Cimar Azeredo, gerente de pesquisas de Empregos do IBGE, vê o aumento no número de diaristas como um indicador positivo. A estimativa é que no país inteiro elas já sejam mais de dois milhões de trabalhadoras. Em parte, o fenômeno é resultado do maior acesso à educação e da melhora no mercado de trabalho, que abriram possibilidades profissionais para mulheres de baixa renda, sobretudo as mais jovens.

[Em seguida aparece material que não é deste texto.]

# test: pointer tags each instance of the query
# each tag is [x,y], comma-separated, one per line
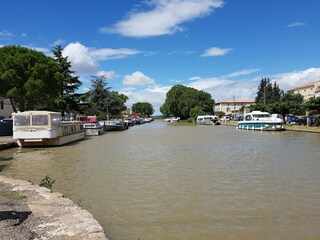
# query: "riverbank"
[296,128]
[31,212]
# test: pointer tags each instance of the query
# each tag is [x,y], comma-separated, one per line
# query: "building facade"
[308,90]
[232,107]
[5,108]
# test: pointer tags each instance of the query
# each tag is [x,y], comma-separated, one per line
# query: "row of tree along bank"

– A oferta de mão de obra de mão caiu, e as que ficaram tiveram ganho salarial. Então, foi um fenômeno de causa dupla: famílias trocaram a empregada fixa por diarista para reduzir custos, e trabalhadoras perceberam que indo a várias casas conseguiam até dobrar o salário. E isso vem antes da mudança na lei. Se a lei vai acentuar isso, não se sabe. Mas tudo que incorrer em mais encargos fará com que o empregador não possa ficar com a empregada a semana inteira – diz.

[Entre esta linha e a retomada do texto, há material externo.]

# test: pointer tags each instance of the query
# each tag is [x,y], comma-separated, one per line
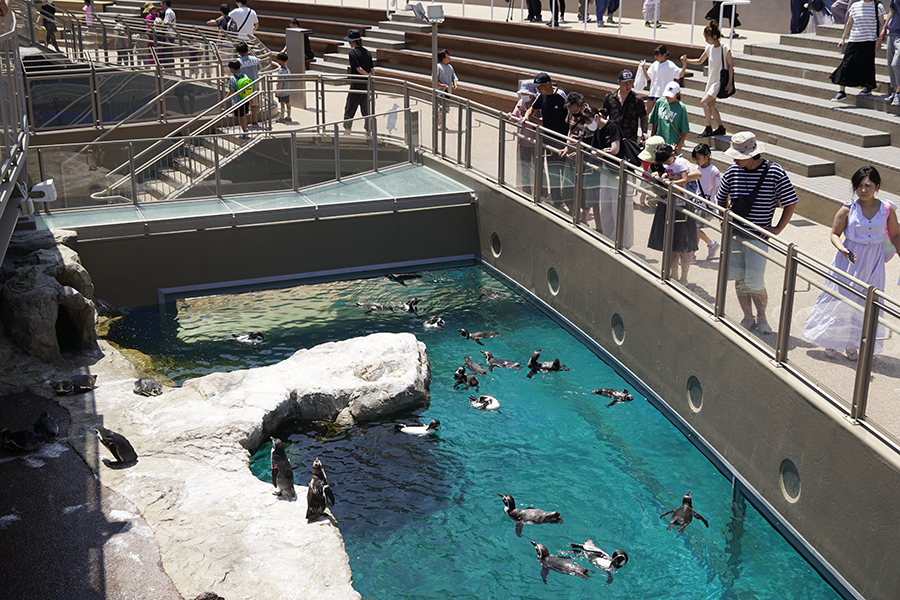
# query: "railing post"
[787,305]
[866,350]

Do lado das diaristas, nem a perspectiva de direitos iguais aos de outros trabalhadores para as domésticas – como horas extras e FGTS, alguns já aprovados pelo Congresso e outros ainda aguardando a regulamentação – parece sedutora o suficiente para que queiram voltar ao trabalho fixo.
– Só me arrependo é de não ter mudado há mais tempo. Hoje trabalho menos e ganho mais. Sustento meus dois filhos sozinha e ainda consigo guardar um dinheirinho. E saio do trabalho antes das 16h para pegar o menor, de 2 anos, na creche – conta Jerusa Camilo dos Santos, de 37 anos, que trabalha no Rio e há dois anos trocou o emprego de 20 anos e o salário mínimo mensal por cinco casas diferentes ao longo da semana, a R$ 90 por dia.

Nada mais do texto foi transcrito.